The fawn was in shock and disoriented, but amazingly had no signs of injury. Marnee quickly scooped him up, wrapped him in a blanket and took him to her home-based rehabilitation center. Marnee cared for the fawn for three days. His condition stabilized. He began to accept regular meals and gain strength. On June 20, Marnee delivered the fawn to the PAWS Wildlife Center to be raised with several other fawns that were already in care. He was entered into the wildlife center database as case number 07-1130.

During the following five months fawn 07-1130 shared his enclosure with a White-tailed Deer fawn that was also found near Cle Elum and two Black-tailed Deer fawns from the west side of the Cascades. Under the care of PAWS staff and volunteers, all four deer slowly transformed from spotted, awkward, spindly-legged youngsters to sleek, muscular sub-adults. By November, they were ready for their independence.

Release day came on November 14. The two Black-tailed Deer were loaded into their transport containers and driven to a protected 800-acre release site in Western Washington. Mule Deer 07-1130 and his white-tailed companion were driven back to their home territory on the east side of the Cascades. They were released on a property that contained more than 4,000 acres of protected, natural habitat. The following photos and captions tell the story.


Pictured here a week after he was admitted to PAWS, Mule Deer 07-1130's life nearly ended before it began.

Five months after his traumatic entry into the world, 07-1130 was poised to take his first steps as a free, wild deer. Marnee, the rehabilitator that rescued him from the roadside, had the honor of setting him free. Her assistant Chris (on the left) did the same for the White-tailed Deer that was raised at PAWS Wildlife Center.

As the doors came up, the White-tailed Deer saw a large field laid out before him. He immediately began to exit the transport box. Mule Deer 07-1130 was a little slower to catch on as he was facing the back of his box.

The White-tailed Deer trotted across the field in a stiff-legged gait.

He stopped and looked back, as if he was trying to determine the intentions of the humans who were watching him intently.

He continued across the field, slowly at first...

...and then much more quickly.

His tail came up, signaling alarm to any other deer within visual range.

He paused briefly before continuing forward and disappearing down a wooded slope.

Deer 07-1130 was completely unaware of his companion’s break for freedom. He slowly started to back out of the box.

He continued to back out as Marnee watched him anxiously from above.

Finally the Mule Deer's head emerged, and he seemed surprised to see his new surroundings.

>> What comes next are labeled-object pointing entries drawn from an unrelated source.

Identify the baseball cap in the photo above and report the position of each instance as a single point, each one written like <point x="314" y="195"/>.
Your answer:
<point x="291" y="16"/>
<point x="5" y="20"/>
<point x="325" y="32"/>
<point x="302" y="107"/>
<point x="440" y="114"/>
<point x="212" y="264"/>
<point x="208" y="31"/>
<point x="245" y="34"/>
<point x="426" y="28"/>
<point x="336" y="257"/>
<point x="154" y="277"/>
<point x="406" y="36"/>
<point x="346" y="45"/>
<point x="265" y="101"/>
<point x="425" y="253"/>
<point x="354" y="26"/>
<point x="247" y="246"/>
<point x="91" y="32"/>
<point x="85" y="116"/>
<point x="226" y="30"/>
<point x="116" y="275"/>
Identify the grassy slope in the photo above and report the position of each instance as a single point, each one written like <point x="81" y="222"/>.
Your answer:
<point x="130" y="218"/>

He stuck his tongue out, perhaps to savor the sweet taste of freedom?

His body stiffened as he took in the local sounds with his extremely large ears.

He began to explore, moving slowly through his new environment with all of his senses engaged.

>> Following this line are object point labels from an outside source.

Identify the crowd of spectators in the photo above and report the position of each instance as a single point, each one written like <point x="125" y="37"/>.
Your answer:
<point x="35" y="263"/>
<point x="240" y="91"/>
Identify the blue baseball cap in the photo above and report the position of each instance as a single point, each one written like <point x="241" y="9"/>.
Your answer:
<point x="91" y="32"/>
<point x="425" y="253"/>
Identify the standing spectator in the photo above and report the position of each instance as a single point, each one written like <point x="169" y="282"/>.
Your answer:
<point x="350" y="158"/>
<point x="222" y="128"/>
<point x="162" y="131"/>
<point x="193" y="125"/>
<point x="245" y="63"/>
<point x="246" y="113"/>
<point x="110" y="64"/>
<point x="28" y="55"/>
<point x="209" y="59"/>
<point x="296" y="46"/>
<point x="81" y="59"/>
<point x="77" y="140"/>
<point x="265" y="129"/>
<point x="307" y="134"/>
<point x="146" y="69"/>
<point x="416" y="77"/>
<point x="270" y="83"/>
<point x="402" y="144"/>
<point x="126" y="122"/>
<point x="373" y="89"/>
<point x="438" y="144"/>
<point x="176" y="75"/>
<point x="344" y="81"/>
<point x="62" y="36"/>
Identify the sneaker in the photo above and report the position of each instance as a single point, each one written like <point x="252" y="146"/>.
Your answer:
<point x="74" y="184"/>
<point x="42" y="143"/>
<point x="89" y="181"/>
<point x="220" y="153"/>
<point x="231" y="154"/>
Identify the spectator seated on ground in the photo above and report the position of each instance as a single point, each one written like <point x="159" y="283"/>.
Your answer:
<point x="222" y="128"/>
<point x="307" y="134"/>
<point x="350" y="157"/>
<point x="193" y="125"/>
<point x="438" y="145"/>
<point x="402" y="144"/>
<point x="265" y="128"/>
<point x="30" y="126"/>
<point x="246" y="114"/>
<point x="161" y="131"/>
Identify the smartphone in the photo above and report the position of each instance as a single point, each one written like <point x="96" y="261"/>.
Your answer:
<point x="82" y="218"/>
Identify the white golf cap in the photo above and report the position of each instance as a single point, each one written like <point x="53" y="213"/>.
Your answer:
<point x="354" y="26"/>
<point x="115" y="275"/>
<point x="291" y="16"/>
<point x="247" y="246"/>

He paused briefly to see what the nearby humans were doing.

He then raised his alarm flag and tentatively explored some more.

Something behind deer 07-1130 caught his attention.

He took a closer look...

...and then turned his head while leaving one ear focused in the direction of interest.

He wandered back past Marnee and Chris to inspect some nearby vegetation and then headed up the wooded slope in the background. We left him in peace. It was an uplifting end to what had been a very tragic beginning.